Ein Ausbildungsplatz. Endlich! Alle atmeten auf. Ich würde Geld nach Hause bringen und nicht auf dumme Gedanken kommen. Ich hielt drei Jahre die Luft an. Ich war nicht der einzige. Dennoch hatte ich damals das Gefühl, eine ganze Generation hielt die Luft an, zu dieser Zeit. Auch heute der Eindruck: Eine bestimmte Generation hat drei Jahre die Luft anzuhalten. Eine Form der Normalität, die mir nicht behagte, aber, immerhin, ich biss die Zähne zusammen und zeigte, dass ich die Luft anhalten konnte, solange bis alle aufstanden und klatschten. Dafür, dass ich so lange wie vorgesehen, wie von ihnen vorgesehen und wie es einem bestimmten Bild entsprach, die Luft anhalten konnte, wurde ich belohnt.

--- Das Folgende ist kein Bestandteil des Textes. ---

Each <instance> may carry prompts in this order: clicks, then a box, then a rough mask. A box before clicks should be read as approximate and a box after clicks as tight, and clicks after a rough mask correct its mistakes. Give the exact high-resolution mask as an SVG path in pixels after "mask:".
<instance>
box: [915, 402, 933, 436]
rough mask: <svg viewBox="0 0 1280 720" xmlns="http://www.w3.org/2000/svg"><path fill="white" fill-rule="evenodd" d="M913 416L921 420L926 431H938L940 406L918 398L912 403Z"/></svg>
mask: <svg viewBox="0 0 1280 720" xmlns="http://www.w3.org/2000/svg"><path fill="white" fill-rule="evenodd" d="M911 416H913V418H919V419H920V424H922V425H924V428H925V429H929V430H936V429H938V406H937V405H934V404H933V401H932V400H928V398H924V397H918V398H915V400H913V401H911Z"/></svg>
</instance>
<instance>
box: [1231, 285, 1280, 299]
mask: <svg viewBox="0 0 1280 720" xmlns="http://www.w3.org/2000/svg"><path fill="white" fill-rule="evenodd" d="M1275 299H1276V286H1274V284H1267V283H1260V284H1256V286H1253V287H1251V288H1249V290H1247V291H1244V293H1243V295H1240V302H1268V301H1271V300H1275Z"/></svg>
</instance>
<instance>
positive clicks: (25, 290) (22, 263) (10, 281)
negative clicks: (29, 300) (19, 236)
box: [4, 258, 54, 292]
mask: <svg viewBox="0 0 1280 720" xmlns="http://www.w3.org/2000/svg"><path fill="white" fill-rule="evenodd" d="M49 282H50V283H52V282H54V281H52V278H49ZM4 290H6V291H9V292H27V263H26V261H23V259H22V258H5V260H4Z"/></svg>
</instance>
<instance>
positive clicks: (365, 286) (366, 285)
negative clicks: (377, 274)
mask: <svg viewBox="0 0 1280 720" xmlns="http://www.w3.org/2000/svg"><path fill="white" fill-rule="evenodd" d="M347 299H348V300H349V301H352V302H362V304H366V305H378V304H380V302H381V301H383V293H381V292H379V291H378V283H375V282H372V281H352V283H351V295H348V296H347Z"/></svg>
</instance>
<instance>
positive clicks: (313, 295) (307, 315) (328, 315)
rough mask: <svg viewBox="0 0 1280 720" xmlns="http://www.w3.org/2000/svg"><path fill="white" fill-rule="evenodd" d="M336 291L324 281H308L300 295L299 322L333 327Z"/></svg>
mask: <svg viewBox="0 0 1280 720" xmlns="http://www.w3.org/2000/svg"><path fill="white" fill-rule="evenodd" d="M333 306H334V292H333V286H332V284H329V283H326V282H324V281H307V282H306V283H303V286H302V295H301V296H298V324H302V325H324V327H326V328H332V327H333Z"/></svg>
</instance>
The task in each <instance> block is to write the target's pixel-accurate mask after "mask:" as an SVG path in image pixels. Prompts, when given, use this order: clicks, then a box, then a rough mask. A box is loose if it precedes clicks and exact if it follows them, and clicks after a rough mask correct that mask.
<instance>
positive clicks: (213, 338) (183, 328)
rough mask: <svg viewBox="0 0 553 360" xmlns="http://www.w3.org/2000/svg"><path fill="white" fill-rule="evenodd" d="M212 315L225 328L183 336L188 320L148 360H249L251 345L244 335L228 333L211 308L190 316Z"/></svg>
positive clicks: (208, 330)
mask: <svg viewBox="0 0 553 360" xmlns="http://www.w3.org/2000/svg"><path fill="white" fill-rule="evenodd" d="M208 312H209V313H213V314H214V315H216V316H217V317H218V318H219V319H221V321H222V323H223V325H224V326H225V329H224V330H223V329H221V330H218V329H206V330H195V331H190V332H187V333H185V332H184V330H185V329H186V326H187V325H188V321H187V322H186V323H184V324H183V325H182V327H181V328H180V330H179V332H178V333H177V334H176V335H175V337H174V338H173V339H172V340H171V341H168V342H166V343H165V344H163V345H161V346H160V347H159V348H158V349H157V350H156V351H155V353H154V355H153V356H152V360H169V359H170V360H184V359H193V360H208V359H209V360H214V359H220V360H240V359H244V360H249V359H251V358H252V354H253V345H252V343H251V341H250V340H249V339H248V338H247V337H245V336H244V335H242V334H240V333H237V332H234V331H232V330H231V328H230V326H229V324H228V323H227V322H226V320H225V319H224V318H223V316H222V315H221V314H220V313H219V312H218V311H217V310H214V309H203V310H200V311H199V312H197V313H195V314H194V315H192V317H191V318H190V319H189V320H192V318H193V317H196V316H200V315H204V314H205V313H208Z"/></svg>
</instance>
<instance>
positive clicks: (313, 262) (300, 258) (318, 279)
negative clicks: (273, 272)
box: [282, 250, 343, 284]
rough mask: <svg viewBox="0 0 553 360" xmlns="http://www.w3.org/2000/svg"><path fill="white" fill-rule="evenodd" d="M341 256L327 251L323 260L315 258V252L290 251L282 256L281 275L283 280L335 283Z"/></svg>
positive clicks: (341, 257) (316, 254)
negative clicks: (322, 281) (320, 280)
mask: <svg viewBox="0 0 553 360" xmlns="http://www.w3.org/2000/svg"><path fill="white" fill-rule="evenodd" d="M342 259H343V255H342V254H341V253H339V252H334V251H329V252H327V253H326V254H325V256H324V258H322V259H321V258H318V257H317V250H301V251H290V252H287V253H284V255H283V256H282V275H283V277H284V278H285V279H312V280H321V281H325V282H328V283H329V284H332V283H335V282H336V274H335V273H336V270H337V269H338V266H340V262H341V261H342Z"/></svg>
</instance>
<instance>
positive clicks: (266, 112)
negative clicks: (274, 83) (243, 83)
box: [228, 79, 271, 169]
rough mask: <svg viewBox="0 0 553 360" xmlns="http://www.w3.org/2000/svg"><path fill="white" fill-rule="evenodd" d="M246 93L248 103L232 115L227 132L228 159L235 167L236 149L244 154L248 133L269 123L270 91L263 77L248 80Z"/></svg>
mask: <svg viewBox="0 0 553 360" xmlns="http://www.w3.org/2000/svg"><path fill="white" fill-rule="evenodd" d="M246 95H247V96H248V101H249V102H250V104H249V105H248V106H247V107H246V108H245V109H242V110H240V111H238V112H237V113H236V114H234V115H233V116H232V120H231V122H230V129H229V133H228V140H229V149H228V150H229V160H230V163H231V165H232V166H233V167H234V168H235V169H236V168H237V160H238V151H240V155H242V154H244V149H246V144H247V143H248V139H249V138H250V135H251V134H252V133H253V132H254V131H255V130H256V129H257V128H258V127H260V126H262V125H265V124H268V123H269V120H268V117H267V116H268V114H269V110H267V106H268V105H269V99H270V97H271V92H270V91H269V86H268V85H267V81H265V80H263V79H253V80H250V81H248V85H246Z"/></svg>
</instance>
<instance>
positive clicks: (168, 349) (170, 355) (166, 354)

Nachdem ich also kurz vor einer Bewusstlosigkeit und mit hochrotem Kopf wieder ein- und ausatmen durfte, und in meiner Hand ein Zeugnis zitterte, die Einsicht, dass der damalige Ort nicht mein Ort war, dass es vielleicht gar keine Orte gab. Nein, so weit war ich damals mit dreiundzwanzig wohl noch nicht, aber immerhin einsichtig genug, das Städtchen mit seinem Marktplatz, seinen Häuschen, Klassenkameraden, Eltern, wohlgesonnenen Erziehern und Psychologen und anderen Intaktheiten zu verlassen. Bei Nacht und Nebel in einem August. So hatte ich das schon mehrmals zusammengefasst. Danach musste ich immer zu lachen anfangen, und, was soll ich sagen, ich lachte aus vollem Ernst.

Ich steige aus der Tram und biege in meine Strasse ein. Adrett, die Häuschen im Schönsteinweg. Ich habe gegenüber Roman zu diesem Detail geschwiegen. Ich habe nichts verschwiegen, denn es ist nur zur Hälfte wahr. Ich stehe vor meiner Haustüre und frage mich, ob ich wieder am Anfang gelandet bin. Die Halbwahrheiten in den Wahrheiten, die alles verderben, und nichts mehr bleibt.